Anvil n'est qu'un vague souvenir de mes incursions touristiques dans le vaste univers du métal. À vrai dire, c'était moins un son qu'un nom au design cool. Un logo de plus à dessiner dans les marges de mes cahiers quand je m'ennuyais dans un cours de mathématique ou de «formation personnelle et sociale» au milieu des années 80. Or, Anvil, c'est aussi - surtout, en fait - un influent groupe heavy metal ontarien qui a pavé la voie au speed metal, comme le rappelle le documentaire The Story Of Anvil, à l'affiche depuis hier au Cinéma du Parc.

Lars Ulrich (Metallica), Scott Ian (Anthrax), Tom Araya (Slayer) et Slash (Guns N' Roses, Velvet Revolver) admettent d'ailleurs que le groupe encore et toujours mené à bout de bras par Lips (guitare et chant) et Robb Reiner (batterie) a bouleversé leur vision de la musique.

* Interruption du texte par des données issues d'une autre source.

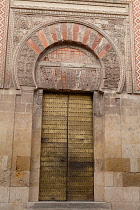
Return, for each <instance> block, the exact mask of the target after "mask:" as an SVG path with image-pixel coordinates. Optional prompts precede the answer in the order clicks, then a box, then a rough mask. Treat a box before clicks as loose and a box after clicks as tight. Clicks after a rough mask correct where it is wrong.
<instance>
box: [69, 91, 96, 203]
mask: <svg viewBox="0 0 140 210" xmlns="http://www.w3.org/2000/svg"><path fill="white" fill-rule="evenodd" d="M68 106H69V107H68V196H67V200H93V133H92V127H93V126H92V97H91V96H89V95H88V96H86V95H85V96H83V95H82V96H79V95H69V104H68ZM81 122H82V124H81ZM87 122H88V125H87ZM73 123H74V125H73ZM87 139H88V141H87ZM79 157H80V158H79ZM82 158H83V159H82ZM87 158H88V159H87ZM89 180H92V182H89ZM89 183H90V184H89Z"/></svg>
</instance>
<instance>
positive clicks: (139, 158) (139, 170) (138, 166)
mask: <svg viewBox="0 0 140 210" xmlns="http://www.w3.org/2000/svg"><path fill="white" fill-rule="evenodd" d="M138 172H140V158H138Z"/></svg>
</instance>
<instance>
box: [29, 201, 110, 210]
mask: <svg viewBox="0 0 140 210" xmlns="http://www.w3.org/2000/svg"><path fill="white" fill-rule="evenodd" d="M27 209H29V210H45V209H46V210H53V209H54V210H61V209H62V210H65V209H66V210H80V209H81V210H84V209H85V210H111V209H112V208H111V203H106V202H88V201H87V202H85V201H66V202H61V201H60V202H59V201H47V202H46V201H43V202H42V201H39V202H29V203H27V204H26V206H25V210H27Z"/></svg>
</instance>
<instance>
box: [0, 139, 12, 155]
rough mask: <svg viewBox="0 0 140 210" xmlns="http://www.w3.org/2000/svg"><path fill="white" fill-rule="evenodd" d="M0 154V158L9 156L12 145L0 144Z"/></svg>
mask: <svg viewBox="0 0 140 210" xmlns="http://www.w3.org/2000/svg"><path fill="white" fill-rule="evenodd" d="M0 154H1V156H11V154H12V143H11V142H9V143H7V142H1V143H0Z"/></svg>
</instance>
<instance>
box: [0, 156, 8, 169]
mask: <svg viewBox="0 0 140 210" xmlns="http://www.w3.org/2000/svg"><path fill="white" fill-rule="evenodd" d="M7 166H8V156H0V170H7Z"/></svg>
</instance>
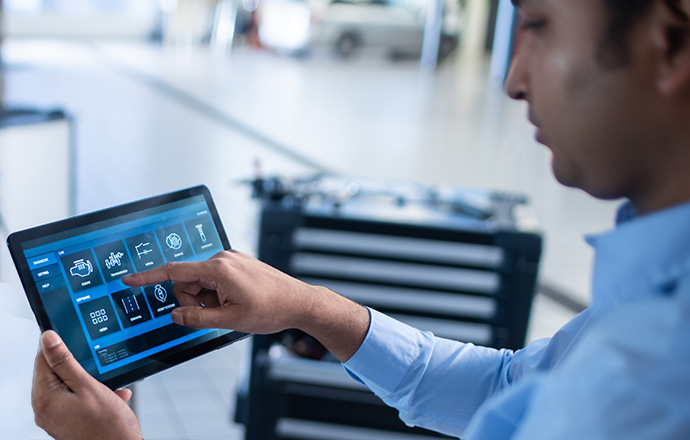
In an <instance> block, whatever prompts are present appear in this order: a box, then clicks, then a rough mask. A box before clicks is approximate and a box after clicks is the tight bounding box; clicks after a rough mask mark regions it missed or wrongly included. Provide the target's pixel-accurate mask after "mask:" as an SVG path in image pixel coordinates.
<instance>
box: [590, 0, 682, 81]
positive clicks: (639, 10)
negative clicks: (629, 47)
mask: <svg viewBox="0 0 690 440" xmlns="http://www.w3.org/2000/svg"><path fill="white" fill-rule="evenodd" d="M602 1H603V3H604V6H605V7H606V9H608V20H609V22H608V26H607V27H606V30H605V31H604V32H605V33H604V39H603V41H602V43H603V44H602V45H601V47H600V49H599V53H598V54H597V59H598V60H599V62H600V63H601V64H602V65H603V66H604V67H608V68H616V67H621V66H625V65H626V64H627V63H628V61H629V55H630V53H629V50H628V49H629V48H628V36H629V31H630V29H631V28H632V26H633V25H634V24H635V22H636V21H637V20H639V19H640V18H641V17H643V16H644V15H645V14H646V13H648V12H649V10H650V9H651V7H652V5H653V4H654V2H655V1H664V2H666V4H667V5H668V6H669V7H670V8H671V10H672V11H673V12H674V13H675V14H676V16H678V17H679V18H680V19H682V20H683V21H684V22H686V24H687V23H688V21H689V18H688V15H687V13H686V12H685V11H684V9H683V8H682V7H681V6H680V5H679V0H602ZM669 37H670V38H671V44H672V47H671V50H675V49H677V48H678V47H679V45H681V44H683V43H684V41H683V40H684V39H685V38H686V37H687V35H686V30H685V29H681V28H679V29H676V30H672V34H671V35H669Z"/></svg>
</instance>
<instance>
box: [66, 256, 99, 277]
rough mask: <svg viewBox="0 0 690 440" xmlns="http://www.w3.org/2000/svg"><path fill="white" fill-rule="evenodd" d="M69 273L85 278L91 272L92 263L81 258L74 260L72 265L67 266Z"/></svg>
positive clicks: (75, 276)
mask: <svg viewBox="0 0 690 440" xmlns="http://www.w3.org/2000/svg"><path fill="white" fill-rule="evenodd" d="M69 273H70V275H72V276H73V277H82V278H86V277H88V276H89V275H91V274H92V273H93V265H92V264H91V261H89V260H86V259H84V258H82V259H79V260H76V261H75V262H74V266H72V267H70V268H69Z"/></svg>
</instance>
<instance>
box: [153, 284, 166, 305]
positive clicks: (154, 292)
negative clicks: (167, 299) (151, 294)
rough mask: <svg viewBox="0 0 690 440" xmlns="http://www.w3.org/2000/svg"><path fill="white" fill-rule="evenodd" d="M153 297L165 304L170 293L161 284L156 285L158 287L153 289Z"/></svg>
mask: <svg viewBox="0 0 690 440" xmlns="http://www.w3.org/2000/svg"><path fill="white" fill-rule="evenodd" d="M153 295H154V296H155V297H156V299H157V300H158V301H160V302H165V300H166V299H168V291H167V290H165V287H163V286H161V285H160V284H156V287H154V288H153Z"/></svg>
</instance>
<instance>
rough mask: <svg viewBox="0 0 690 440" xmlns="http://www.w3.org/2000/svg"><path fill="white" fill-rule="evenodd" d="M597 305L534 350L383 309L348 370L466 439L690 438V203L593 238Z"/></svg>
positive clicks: (398, 401) (405, 412) (462, 437)
mask: <svg viewBox="0 0 690 440" xmlns="http://www.w3.org/2000/svg"><path fill="white" fill-rule="evenodd" d="M588 242H589V243H590V244H591V245H592V246H593V247H594V248H595V251H596V256H595V264H594V276H593V286H592V305H591V307H590V308H589V309H587V310H585V311H584V312H582V313H580V314H579V315H577V316H576V317H575V318H573V319H572V320H571V321H570V322H569V323H568V324H566V325H565V326H564V327H563V328H562V329H561V330H559V331H558V332H557V333H556V334H555V335H554V336H553V337H551V338H548V339H540V340H537V341H535V342H533V343H531V344H529V345H528V346H527V347H526V348H524V349H522V350H518V351H516V352H512V351H510V350H494V349H490V348H484V347H476V346H474V345H472V344H463V343H459V342H455V341H449V340H446V339H442V338H437V337H435V336H434V335H433V334H431V333H428V332H422V331H419V330H416V329H414V328H412V327H409V326H407V325H405V324H402V323H400V322H397V321H395V320H393V319H391V318H389V317H387V316H385V315H383V314H381V313H379V312H376V311H374V310H371V325H370V328H369V333H368V334H367V337H366V339H365V341H364V343H363V344H362V346H361V347H360V349H359V350H358V351H357V353H355V355H354V356H353V357H352V358H351V359H350V360H349V361H348V362H347V363H346V364H345V367H346V368H347V370H348V371H349V372H350V373H351V374H353V375H354V376H356V377H357V378H359V379H360V380H361V381H362V382H364V383H365V384H366V385H367V386H369V388H371V389H372V390H373V391H374V392H375V393H376V394H377V395H378V396H379V397H381V398H382V399H383V400H384V401H385V402H386V403H387V404H388V405H390V406H393V407H395V408H397V409H398V410H399V412H400V417H401V419H402V420H403V421H405V422H406V423H407V424H409V425H416V426H422V427H425V428H428V429H432V430H435V431H439V432H443V433H446V434H449V435H452V436H458V437H462V438H463V439H509V438H510V439H525V440H535V439H566V440H569V439H573V440H583V439H587V440H596V439H626V440H631V439H632V440H635V439H655V440H656V439H690V204H686V205H682V206H678V207H674V208H671V209H668V210H665V211H662V212H658V213H655V214H651V215H648V216H644V217H639V218H636V219H633V220H630V221H627V222H625V223H623V224H619V225H618V226H617V228H616V229H615V230H614V231H612V232H609V233H606V234H602V235H599V236H596V237H591V238H589V239H588Z"/></svg>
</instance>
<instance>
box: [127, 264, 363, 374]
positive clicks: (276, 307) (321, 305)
mask: <svg viewBox="0 0 690 440" xmlns="http://www.w3.org/2000/svg"><path fill="white" fill-rule="evenodd" d="M122 281H123V282H124V283H125V284H127V285H130V286H146V285H151V284H156V283H161V282H163V281H172V282H173V283H174V284H173V293H174V294H175V297H177V299H178V301H179V302H180V304H181V305H182V307H179V308H177V309H175V310H173V312H172V315H171V316H172V319H173V321H174V322H176V323H177V324H180V325H185V326H187V327H193V328H224V329H232V330H238V331H242V332H248V333H258V334H267V333H275V332H279V331H281V330H285V329H288V328H297V329H300V330H303V331H304V332H306V333H308V334H310V335H312V336H314V337H315V338H317V339H318V340H320V341H321V343H322V344H324V346H326V348H328V349H329V350H330V351H331V352H332V353H333V354H334V355H335V356H336V357H338V359H340V360H341V361H346V360H348V359H349V358H350V357H351V356H352V355H353V354H354V353H355V351H357V349H358V348H359V346H360V345H361V343H362V341H363V340H364V337H365V336H366V333H367V330H368V329H369V312H368V310H366V309H365V308H363V307H361V306H360V305H357V304H355V303H353V302H351V301H349V300H347V299H345V298H343V297H342V296H340V295H337V294H335V293H333V292H331V291H330V290H328V289H326V288H323V287H316V286H310V285H309V284H306V283H303V282H302V281H299V280H297V279H295V278H292V277H290V276H288V275H286V274H284V273H282V272H280V271H278V270H276V269H274V268H272V267H271V266H268V265H267V264H264V263H262V262H260V261H258V260H256V259H254V258H251V257H249V256H247V255H245V254H242V253H239V252H236V251H226V252H221V253H219V254H217V255H215V256H214V257H212V258H211V259H210V260H207V261H203V262H188V263H168V264H165V265H163V266H161V267H159V268H156V269H152V270H150V271H148V272H143V273H138V274H134V275H129V276H126V277H124V278H123V279H122Z"/></svg>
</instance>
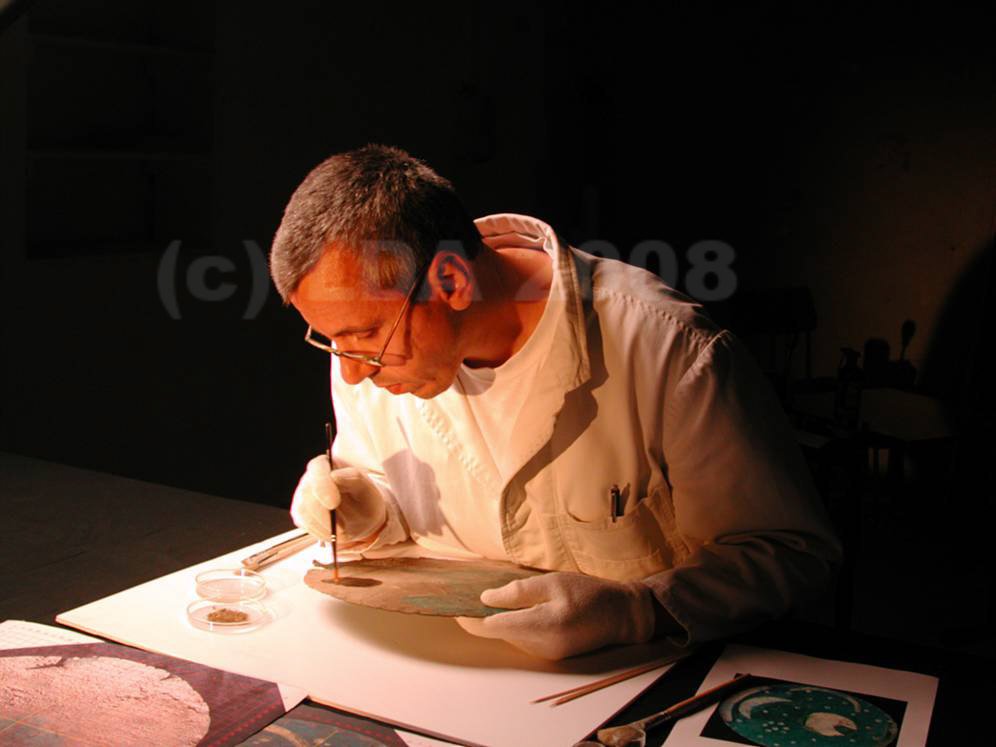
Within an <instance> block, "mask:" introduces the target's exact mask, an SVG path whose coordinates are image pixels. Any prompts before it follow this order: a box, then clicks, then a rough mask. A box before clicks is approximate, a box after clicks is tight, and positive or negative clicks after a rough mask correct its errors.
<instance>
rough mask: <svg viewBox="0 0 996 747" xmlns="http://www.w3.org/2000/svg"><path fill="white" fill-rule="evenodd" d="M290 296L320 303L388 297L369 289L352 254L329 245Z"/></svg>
mask: <svg viewBox="0 0 996 747" xmlns="http://www.w3.org/2000/svg"><path fill="white" fill-rule="evenodd" d="M293 295H294V298H295V299H297V300H301V301H309V302H312V303H316V302H317V303H324V302H332V301H350V302H358V301H374V300H382V299H384V298H385V297H389V296H390V295H391V294H390V293H385V292H384V291H381V290H380V289H377V288H372V287H370V285H369V283H367V281H366V278H364V276H363V266H362V263H361V260H360V258H359V257H357V256H356V255H355V253H353V252H350V251H348V250H345V251H344V250H342V249H341V248H340V247H337V246H335V245H331V246H329V247H328V248H326V250H325V252H324V253H323V254H322V256H321V258H320V259H319V260H318V263H317V264H316V265H315V266H314V267H313V268H312V269H311V271H310V272H309V273H308V274H306V275H305V276H304V277H303V278H302V279H301V282H300V283H299V284H298V287H297V290H296V291H295V292H294V294H293Z"/></svg>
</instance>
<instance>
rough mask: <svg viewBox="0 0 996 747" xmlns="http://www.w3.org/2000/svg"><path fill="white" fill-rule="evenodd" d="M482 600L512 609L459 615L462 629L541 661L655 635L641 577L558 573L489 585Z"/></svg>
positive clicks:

Pour ces légendes du métal, ces gars-là sont aussi des légendes. Sauf qu'Anvil a été oublié par le succès et la fortune. Un peu comme Voïvoïd au Québec.

Lips et Robb Reiner n'ont pas baissé les bras pour autant. The Story Of Anvil ne s'attarde pas tellement au passé du groupe. Il raconte plutôt ce que ses deux membres fondateurs sont devenus et ce à quoi ils aspirent: 30 ans après la formation du groupe, Lips et Robb Reiner espèrent encore devenir les rock stars qu'ils rêvaient d'être à l'adolescence. Ce que le film montre, c'est à quel point le monde du rock peut être une machine à broyer les rêves, justement.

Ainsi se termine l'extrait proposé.